A vida não examinada não merece ser vivida.

Um dos diálogos platônicos que retrata os últimos dias de Sócrates (junto com Euthyphro, Crito, Phaedo, e a Apologia de Xenophon). Tendo sido acusado de "corromper a juventude" e ensinar aos homens que "não aceitem os deuses que a cidade aceita", e sabendo qual é seu destino, o filósofo consulta seu δαιμόνιον (daimonion, sua "faculdade divina") e decide que, ao invés de desistir e escapar de seu julgamento, como os promotores desejariam que fizesse, ele apresentará sua defesa em frente à corte e encarará a consequência suprema.

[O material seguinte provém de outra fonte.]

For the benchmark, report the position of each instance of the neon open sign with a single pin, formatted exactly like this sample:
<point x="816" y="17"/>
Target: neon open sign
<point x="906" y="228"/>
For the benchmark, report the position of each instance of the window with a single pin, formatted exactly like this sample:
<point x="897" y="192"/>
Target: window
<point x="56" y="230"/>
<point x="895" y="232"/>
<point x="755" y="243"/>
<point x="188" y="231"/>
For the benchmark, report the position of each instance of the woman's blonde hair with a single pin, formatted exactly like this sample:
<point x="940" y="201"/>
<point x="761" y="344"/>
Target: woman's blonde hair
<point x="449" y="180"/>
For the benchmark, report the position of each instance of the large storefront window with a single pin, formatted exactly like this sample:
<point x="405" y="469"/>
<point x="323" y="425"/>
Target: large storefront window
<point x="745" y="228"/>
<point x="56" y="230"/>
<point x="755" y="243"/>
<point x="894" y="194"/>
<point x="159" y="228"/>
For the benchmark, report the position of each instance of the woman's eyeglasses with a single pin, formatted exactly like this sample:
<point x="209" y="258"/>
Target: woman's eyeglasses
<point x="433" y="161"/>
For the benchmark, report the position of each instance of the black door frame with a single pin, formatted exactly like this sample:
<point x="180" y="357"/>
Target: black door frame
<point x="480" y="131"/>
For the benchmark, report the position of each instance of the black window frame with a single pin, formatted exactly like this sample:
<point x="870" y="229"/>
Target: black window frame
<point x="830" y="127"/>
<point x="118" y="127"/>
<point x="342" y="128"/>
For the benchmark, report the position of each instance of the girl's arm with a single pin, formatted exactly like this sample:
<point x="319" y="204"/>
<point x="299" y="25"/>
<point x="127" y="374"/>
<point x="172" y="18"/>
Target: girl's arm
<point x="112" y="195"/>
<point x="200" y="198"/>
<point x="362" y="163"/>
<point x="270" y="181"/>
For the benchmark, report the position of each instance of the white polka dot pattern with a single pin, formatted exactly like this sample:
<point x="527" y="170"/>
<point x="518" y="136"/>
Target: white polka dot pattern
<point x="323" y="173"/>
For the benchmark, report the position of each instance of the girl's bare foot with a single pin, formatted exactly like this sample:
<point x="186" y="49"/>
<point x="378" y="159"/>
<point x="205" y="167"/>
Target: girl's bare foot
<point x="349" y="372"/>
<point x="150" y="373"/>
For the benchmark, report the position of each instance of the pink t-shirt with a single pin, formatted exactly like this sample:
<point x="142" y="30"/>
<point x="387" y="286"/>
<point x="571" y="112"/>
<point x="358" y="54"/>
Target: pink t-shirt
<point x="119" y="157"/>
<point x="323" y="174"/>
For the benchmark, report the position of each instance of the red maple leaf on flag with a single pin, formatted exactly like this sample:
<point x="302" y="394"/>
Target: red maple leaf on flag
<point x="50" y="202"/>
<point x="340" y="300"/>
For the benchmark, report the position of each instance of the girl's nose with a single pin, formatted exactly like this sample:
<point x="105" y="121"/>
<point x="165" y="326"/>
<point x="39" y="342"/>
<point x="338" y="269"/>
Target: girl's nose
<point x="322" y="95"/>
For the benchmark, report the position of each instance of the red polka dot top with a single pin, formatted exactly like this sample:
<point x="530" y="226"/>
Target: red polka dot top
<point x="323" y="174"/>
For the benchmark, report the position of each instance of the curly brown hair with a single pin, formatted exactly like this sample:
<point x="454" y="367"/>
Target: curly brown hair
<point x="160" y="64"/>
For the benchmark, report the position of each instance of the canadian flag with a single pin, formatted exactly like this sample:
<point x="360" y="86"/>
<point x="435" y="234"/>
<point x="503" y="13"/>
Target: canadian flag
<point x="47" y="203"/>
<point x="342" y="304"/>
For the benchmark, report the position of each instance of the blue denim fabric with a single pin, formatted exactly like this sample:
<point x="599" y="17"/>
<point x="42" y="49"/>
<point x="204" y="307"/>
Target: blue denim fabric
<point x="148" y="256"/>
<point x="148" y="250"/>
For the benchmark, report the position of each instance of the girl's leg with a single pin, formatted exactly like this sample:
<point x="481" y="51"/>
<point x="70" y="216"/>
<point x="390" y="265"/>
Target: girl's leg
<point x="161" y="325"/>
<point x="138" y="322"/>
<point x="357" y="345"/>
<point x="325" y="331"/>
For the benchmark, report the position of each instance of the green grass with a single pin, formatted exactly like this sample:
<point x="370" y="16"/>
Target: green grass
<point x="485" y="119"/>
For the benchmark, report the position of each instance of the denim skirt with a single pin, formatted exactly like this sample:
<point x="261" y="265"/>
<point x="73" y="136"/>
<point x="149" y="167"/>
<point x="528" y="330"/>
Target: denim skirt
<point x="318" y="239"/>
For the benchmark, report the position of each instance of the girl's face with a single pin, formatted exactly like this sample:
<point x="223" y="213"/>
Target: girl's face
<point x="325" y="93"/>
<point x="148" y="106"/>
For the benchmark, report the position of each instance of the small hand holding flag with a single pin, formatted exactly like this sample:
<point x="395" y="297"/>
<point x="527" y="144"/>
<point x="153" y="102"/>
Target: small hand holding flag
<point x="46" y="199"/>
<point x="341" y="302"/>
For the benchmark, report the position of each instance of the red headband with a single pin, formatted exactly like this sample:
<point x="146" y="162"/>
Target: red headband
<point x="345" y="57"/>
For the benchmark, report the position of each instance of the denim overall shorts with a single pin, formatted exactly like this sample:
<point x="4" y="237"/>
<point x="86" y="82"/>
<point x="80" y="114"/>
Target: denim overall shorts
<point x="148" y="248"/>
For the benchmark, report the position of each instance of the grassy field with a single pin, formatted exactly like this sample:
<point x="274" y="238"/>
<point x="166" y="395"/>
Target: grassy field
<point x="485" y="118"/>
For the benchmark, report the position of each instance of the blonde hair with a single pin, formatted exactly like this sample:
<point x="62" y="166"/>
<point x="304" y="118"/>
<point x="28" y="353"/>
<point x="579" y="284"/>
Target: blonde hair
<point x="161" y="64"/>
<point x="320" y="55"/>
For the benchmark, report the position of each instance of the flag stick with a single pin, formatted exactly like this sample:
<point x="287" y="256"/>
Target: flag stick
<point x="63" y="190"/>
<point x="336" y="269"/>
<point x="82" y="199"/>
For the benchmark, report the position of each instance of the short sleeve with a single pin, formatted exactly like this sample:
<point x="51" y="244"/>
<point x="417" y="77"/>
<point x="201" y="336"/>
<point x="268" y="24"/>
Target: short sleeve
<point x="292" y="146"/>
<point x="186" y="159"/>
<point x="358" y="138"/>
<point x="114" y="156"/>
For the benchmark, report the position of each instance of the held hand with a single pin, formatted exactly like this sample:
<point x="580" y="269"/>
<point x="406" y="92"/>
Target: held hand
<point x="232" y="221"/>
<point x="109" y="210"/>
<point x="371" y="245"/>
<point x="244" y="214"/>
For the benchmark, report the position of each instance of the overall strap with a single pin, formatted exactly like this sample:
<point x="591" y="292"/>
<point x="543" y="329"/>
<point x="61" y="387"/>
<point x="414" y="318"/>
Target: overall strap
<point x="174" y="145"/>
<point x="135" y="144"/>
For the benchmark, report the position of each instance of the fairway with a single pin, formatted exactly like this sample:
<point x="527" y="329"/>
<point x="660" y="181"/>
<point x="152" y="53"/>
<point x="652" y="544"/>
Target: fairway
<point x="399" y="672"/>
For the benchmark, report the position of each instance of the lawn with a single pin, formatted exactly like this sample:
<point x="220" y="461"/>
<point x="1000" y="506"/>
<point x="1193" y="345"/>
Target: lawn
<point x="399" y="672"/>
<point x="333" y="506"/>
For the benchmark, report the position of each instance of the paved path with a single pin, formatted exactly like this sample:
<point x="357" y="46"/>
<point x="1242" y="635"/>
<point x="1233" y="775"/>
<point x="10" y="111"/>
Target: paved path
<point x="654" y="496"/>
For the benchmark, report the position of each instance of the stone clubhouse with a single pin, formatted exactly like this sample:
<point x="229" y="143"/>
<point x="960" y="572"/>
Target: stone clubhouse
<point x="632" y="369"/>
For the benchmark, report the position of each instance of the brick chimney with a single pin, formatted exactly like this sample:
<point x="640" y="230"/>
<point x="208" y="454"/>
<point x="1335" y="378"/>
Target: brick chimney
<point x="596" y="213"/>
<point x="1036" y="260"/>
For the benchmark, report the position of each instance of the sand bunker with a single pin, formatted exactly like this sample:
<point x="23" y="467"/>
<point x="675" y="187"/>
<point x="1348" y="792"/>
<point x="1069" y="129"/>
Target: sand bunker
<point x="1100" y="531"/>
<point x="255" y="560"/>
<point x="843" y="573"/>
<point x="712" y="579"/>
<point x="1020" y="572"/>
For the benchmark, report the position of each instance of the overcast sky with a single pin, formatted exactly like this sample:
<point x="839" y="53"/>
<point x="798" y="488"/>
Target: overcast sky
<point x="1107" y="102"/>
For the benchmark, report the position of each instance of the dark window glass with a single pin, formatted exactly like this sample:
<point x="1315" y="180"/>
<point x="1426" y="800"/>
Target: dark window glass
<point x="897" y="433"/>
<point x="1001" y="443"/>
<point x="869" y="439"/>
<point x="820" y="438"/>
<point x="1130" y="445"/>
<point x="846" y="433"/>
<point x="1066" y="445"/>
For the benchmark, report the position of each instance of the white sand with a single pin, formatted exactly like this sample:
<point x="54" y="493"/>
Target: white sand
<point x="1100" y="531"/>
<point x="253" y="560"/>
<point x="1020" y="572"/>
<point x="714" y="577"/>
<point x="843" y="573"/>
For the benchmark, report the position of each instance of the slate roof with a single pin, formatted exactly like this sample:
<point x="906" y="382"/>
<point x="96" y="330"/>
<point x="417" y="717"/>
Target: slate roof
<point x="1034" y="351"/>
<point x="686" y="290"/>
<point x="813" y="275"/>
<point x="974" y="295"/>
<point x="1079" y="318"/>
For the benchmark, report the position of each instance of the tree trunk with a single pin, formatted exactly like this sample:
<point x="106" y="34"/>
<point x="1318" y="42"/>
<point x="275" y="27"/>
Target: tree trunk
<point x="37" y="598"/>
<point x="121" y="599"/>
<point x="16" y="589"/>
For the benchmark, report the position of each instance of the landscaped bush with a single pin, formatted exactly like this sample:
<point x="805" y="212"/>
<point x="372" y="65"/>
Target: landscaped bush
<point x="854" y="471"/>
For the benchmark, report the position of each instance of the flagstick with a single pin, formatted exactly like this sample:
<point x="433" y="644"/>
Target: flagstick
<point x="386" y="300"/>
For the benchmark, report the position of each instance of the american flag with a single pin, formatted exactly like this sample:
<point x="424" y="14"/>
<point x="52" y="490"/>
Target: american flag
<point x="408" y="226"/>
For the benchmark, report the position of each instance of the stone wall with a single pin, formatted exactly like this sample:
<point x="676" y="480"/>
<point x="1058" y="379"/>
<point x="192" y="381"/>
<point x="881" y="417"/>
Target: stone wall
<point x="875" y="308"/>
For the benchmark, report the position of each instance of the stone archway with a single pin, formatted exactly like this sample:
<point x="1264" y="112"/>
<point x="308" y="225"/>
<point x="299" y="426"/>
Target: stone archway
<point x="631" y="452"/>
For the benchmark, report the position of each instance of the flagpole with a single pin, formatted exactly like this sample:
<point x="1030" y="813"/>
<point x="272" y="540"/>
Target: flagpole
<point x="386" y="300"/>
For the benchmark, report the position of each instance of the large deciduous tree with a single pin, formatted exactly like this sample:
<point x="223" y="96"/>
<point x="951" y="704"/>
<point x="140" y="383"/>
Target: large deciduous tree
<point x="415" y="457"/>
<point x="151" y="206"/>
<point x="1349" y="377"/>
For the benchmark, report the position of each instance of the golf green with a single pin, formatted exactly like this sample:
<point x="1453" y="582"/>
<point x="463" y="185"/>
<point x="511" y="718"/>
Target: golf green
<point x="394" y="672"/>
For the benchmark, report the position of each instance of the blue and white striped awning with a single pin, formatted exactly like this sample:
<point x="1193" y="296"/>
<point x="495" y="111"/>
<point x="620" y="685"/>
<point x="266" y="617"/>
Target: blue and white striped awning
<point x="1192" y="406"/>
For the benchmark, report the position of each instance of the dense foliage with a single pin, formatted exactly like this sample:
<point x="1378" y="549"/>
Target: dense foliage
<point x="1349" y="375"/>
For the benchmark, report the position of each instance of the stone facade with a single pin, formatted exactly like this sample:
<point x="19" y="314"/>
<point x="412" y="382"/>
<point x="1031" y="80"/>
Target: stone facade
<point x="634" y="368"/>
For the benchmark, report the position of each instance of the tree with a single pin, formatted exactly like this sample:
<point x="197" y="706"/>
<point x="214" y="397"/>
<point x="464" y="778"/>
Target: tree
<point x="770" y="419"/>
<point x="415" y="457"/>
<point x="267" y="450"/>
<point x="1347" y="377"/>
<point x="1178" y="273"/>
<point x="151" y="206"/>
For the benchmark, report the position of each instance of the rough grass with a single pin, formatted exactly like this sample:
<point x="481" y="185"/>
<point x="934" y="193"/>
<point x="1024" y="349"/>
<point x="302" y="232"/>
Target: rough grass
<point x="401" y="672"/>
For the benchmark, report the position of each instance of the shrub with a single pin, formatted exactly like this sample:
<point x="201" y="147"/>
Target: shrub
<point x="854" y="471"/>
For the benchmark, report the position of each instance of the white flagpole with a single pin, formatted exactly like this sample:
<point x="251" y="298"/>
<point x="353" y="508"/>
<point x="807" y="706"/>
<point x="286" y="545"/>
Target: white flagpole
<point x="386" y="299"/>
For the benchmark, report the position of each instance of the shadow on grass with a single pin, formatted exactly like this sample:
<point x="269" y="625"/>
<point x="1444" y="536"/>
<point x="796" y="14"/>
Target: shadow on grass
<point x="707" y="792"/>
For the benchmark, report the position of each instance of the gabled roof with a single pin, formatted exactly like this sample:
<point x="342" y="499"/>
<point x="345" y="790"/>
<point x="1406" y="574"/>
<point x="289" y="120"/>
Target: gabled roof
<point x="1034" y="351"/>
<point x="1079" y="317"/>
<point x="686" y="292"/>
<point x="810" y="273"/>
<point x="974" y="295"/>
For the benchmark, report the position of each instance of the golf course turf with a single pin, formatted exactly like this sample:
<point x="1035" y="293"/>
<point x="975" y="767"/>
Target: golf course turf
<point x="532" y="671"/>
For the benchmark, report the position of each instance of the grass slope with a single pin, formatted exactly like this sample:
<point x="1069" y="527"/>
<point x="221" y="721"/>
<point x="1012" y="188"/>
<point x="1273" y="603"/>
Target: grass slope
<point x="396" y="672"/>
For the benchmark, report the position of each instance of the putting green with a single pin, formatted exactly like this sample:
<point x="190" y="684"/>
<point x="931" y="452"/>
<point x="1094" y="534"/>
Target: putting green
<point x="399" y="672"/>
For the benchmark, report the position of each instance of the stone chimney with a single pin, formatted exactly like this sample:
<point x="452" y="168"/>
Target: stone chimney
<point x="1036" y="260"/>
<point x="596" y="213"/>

Esse pode ser considerado o diálogo socrático quintessencial: contém muitos dos elementos idiossincráticos pelos quais ele é mais renomado. Sua maneira tradicional de falar (a epônima ironia socrática) é presente desde a abertura e tornada quase mítica no famoso relato do pronunciamento pelo oráculo de Delphi que ele era o homem mais sábio. Isso ele descobre ser não pelo que sabe ("pois sei que não tenho sabedoria, pequena ou grande"), mas porque a consciência da sua ignorância assegura a sua humildade, e a sua subsequente busca e examinação de homens verdadeiramente sábios para que ela pudesse ser refutada leva à descoberta que nenhum era de fato sábio, somente pensava ser.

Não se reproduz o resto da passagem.